What should have been a pitcher’s duel quickly turned into a bullpen’s duel, and for once, the underdog prevailed. For as impotent as the Tampa Bay Rays were on Friday night (Carl Crawford on 3rd in the 7th with none out and you can’t get him home? Really?), Tampa’s offense took saved them tonight as they outlasted the Boston Red Sox, 9-8. While the Rays scored eight runs in the first six innings, those runs were largely in response to Sox offensives, as the game wasn’t anywhere close to won until an 11th inning sacrifice fly by BJ Upton plated the winning run.
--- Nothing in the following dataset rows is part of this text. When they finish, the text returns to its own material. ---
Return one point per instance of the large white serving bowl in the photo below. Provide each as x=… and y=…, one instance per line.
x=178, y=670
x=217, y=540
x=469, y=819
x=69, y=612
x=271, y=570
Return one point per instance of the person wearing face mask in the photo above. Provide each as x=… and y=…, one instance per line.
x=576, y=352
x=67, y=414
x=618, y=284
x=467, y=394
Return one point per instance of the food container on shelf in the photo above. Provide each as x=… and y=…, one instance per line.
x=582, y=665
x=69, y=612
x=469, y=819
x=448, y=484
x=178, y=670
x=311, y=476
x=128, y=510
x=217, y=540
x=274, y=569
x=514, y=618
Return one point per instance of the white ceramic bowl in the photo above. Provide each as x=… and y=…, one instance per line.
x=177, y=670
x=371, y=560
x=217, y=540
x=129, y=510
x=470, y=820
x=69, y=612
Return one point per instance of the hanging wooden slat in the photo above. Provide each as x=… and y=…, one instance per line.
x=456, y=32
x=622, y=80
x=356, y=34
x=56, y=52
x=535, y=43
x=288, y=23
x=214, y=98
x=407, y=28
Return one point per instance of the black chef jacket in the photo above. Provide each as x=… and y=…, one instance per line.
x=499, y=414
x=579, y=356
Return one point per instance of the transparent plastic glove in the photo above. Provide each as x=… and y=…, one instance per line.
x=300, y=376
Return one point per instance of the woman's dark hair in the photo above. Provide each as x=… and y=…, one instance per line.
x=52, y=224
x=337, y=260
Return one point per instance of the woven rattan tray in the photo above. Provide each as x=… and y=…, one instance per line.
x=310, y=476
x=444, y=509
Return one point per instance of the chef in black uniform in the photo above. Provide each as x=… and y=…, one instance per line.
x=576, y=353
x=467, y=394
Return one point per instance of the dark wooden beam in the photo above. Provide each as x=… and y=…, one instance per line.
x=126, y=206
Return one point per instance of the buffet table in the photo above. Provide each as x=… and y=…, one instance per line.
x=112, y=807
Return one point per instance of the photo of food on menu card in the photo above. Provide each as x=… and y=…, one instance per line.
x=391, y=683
The first half of the game was marked with a rash of solo shots, three on both sides, but when the bullpens buckled down, runs became much harder to come by. An 8-6 lead for the Rays in the 6th was whittled down to an 8-8 tie by the eight inning, and neither team could plate a run in the next few innings.
By the 11th inning, both bullpens were in serious trouble, even with the Rays leaning on 3 1/3 scoreless innings from Dan Wheeler. Neither starter lasted more than 4 1/3 innings, where 13 of the night’s 17 runs were given up. Hardly the expected outcome when Josh Beckett and Scott Kazmir take the mound in the postseason, but that’s where we are and this is what happened.
The decisive inning was the bottom of the 11th, as Mike Timlin, one of the most reliable relievers of our era, started the frame off by walking Dioner Navarro. That sentence alone has caused all Sox fans’ heads to explode. Timlin then walked the next batter (someone or something named Brett Zobrist), forced a fielder’s choice that put runners at second and third, then gave up the fatal sac fly that tied the series going into Boston. Timlin’s final line: 2/3 IP, 0 H, 3 BB, 1 R. Oh, and 1 L. Losing without giving up a hit is every bit as painful as you imagine it would be, so if you need Mike Timlin, he’ll be in the BDSM room, punishing himself within an inch of his life. You would too.
Needless to say, this is one hell of a win for the Rays, who prevailed despite spending five straight innings without scoring a run, which doesn’t often happen in the playoffs. You might think we’d provide a number for how often, in fact, that situation happens, but you’d have to really underestimate our laziness here.
Game 3 moves back to Boston, and the Rays need to steal at least one in Fenway, otherwise we’re looking at an absoute cakewalk for the Red Sox against (in all likelihood) a tepid-at-best Phillies squad. Boston may be the dominant baseball franchise of the late oughts, but they’ll need to earn it this October against a more-than-feisty Rays squad.







8:38 am on October 12th, 2008
Yaknow, I even said "I'd better not see Timlin tonight" when it went into extra frames. Couldn't he have been in a duck blind last night instead of the Trop?